Sakyong Mipham notes: "Beginning a conversation is an act of bravery. When you initiate a conversation, you fearlessly step into the unknown. Will the other person respond favorably or unfavorably? Will it be a friendly or hostile exchange? There is a feeling of being on the edge. That nanosecond of space and unknowing can be intimidating. It shows your vulnerability."
The risk of speaking hard truths is real—defensiveness, damaged relationships, even losing a team member. But the risk of silence is greater: a deteriorating culture, unresolved problems, and your own mental health toll.
To build this capacity, ask: How am I dealing with this situation—facing it head-on or avoiding it? What's the impact of not addressing it now? How can I communicate in a way that reduces defensiveness?
Stop playing silly games. Engage in healthy dialogue when you need it most.
4. Letting Go of Control
Micromanagement feels safer. Being involved in every decision, every detail, every communication minimizes the risk of things going wrong. Letting go triggers anxiety, insecurity, and helplessness.
But this control is a trap. If you do all the thinking, your team never develops creative skills. If you solve every problem, they never learn to navigate complexity. If you prevent all mistakes, they become reckless.
Nick Chellsen frames it simply: "Micromanagement happens when you keep power to yourself. Empowerment is when you give power to your team."
Empowerment is risky. People will make mistakes. Some decisions won't be yours. But it's the only way to develop future leaders. Without the freedom to own decisions, try different strategies, and learn from failures, your team remains dependent and unable to scale with business growth.
The balance is critical. Both freedom and control are necessary, but you must find the right equilibrium. Ask:
- Is my team clear on goals and expected outcomes?
- Do they have the skills to make their own decisions? What gaps exist?
- Have I set clear decision boundaries—what they can decide independently versus what requires your involvement?
- Do I hold them accountable while encouraging learning from mistakes?

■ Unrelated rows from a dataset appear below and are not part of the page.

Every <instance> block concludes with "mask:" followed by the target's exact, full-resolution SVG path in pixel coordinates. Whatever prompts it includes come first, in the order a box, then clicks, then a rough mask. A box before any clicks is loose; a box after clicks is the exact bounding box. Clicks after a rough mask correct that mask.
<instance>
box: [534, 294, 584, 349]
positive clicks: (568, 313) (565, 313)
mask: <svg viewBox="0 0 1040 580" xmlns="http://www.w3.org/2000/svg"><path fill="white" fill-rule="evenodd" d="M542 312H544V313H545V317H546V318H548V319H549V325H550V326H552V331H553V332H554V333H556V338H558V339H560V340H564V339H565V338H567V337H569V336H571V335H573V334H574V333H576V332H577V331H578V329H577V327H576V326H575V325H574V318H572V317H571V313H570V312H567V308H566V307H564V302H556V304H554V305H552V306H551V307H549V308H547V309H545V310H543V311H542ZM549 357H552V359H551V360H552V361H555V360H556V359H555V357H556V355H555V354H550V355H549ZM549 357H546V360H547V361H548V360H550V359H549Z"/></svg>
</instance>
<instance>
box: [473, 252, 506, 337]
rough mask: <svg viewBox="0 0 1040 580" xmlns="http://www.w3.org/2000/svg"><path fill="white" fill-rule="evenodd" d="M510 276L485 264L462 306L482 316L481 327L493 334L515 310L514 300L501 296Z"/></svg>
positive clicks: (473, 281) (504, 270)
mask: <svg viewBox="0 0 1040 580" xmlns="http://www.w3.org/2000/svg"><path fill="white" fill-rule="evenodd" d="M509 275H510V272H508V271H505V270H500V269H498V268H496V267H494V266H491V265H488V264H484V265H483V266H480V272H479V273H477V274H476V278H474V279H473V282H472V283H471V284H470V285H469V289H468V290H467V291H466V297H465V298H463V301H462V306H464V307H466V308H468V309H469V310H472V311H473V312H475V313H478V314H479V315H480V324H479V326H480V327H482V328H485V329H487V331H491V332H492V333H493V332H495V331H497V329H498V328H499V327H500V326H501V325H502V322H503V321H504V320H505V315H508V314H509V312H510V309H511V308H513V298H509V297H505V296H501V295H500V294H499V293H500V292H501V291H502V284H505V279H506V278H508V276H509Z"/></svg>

Tight control delivers short-term wins but prevents long-term success. Coach, don't spoon-feed.
5. Saying No
Every "yes" feels safer. Agreeing to requests, opportunities, and changes reduces immediate conflict and avoids the discomfort of disappointing others. Saying no carries risk: What if they take it personally? What if you let go of a great opportunity?
But every "yes" has an opportunity cost. Committing more than you can handle or saying yes to inconsequential activities ultimately hurts your reputation when you fail to meet commitments.
William Ury's concept of the "Positive No" offers guidance: "The great art is to learn to integrate the two, to marry yes and no. That is the secret to standing up for yourself and what you need, without destroying valuable agreements and precious relationships."
Saying no doesn't require lengthy explanations. Be precise, straightforward, and concise. Build capacity by asking:
- What exactly is this request asking me to do?
- What's the cost in effort, time, and impact on existing priorities?
- How does it align with my team's current plans?
- What's the cost of not doing it?
No is risky, but so is yes. Every commitment comes at the cost of something else. Give yourself permission to say no. Protect your team's time and energy.
The Leadership Equation
As Sebastien Richard reminds us: "Leadership is all about making the jump, taking risks, and learning from your mistakes. It's about falling, dusting ourselves off, and getting back up again and again and again."
Leadership isn't about avoiding risk. It's about taking the right risks—the ones that push you, your team, and your organization toward growth. The discomfort you feel is the signal that you're in the right place, doing the necessary work.
The question isn't whether to take risks. It's which risks are worth taking, and how to take them with intention and balance. Your team is watching. They'll model what you demonstrate. If you play it safe, so will they. If you embrace the discomfort of growth, so will they.
That's the true risk—and the true reward—of leadership.